Personal information
- Born: January 17, 1965 (age 61) East St. Louis, Illinois, U.S.
- Listed height: 5 ft 10 in (1.78 m)
- Listed weight: 183 lb (83 kg)

Career information
- College: Iowa State
- NFL draft: 1987: 9th round, 236th overall pick

Career history
- Atlanta Falcons (1987)*; St. Louis Cardinals (1987);
- * Offseason and/or practice squad member only

Awards and highlights
- Second-team All-Big Eight (1986);
- Stats at Pro Football Reference

= Terrence Anthony =

American football player (born 1965)

Terrence Everett Anthony (born January 17, 1965) is an American former professional football player who was a defensive back as a replacement player with the St.
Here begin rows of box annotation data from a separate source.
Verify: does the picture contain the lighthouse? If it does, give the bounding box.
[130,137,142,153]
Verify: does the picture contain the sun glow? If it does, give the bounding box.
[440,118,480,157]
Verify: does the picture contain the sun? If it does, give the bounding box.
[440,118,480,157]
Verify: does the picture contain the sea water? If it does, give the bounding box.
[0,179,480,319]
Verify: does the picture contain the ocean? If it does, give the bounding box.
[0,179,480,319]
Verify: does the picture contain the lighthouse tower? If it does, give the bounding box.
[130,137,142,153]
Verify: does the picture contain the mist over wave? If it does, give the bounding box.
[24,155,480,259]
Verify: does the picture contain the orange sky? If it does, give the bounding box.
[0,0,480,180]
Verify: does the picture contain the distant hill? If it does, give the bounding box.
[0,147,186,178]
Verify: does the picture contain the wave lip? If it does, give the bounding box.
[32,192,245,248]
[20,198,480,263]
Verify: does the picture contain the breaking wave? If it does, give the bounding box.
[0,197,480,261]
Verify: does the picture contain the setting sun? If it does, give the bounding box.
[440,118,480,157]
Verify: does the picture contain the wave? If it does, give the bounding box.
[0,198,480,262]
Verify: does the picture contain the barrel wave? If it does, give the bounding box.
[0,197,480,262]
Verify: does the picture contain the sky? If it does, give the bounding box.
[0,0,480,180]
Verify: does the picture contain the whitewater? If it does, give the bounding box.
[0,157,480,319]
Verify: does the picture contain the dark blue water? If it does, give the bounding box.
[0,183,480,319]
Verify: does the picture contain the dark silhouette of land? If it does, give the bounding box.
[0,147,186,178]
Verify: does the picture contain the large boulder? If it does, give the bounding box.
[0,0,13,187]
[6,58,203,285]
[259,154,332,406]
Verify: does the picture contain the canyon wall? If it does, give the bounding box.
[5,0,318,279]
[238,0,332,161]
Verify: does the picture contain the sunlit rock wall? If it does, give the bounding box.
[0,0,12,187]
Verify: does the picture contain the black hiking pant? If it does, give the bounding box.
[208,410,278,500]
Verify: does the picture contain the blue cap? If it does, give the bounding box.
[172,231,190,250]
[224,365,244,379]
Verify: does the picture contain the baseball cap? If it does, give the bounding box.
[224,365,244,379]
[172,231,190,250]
Louis Cardinals of the National Football League (NFL) in 1987. He played college football for the Iowa State Cyclones.

== Professional career ==

=== Atlanta Falcons ===
Anthony was selected in the ninth round of the 1987 NFL draft by the Atlanta Falcons, with the 236th pick overall. The Falcons waived him on September 7, 1987, just one week before the team's first regular season game.

=== St. Louis Cardinals ===
During the 1987 NFL season, there was a players' strike that resulted in the Week 4, Week 5, and Week 6 games being played with replacement players. Anthony was one of such players for the St. Louis Cardinals, playing in the Week 5 game on October 11, which was a 24–19 home win against the New Orleans Saints.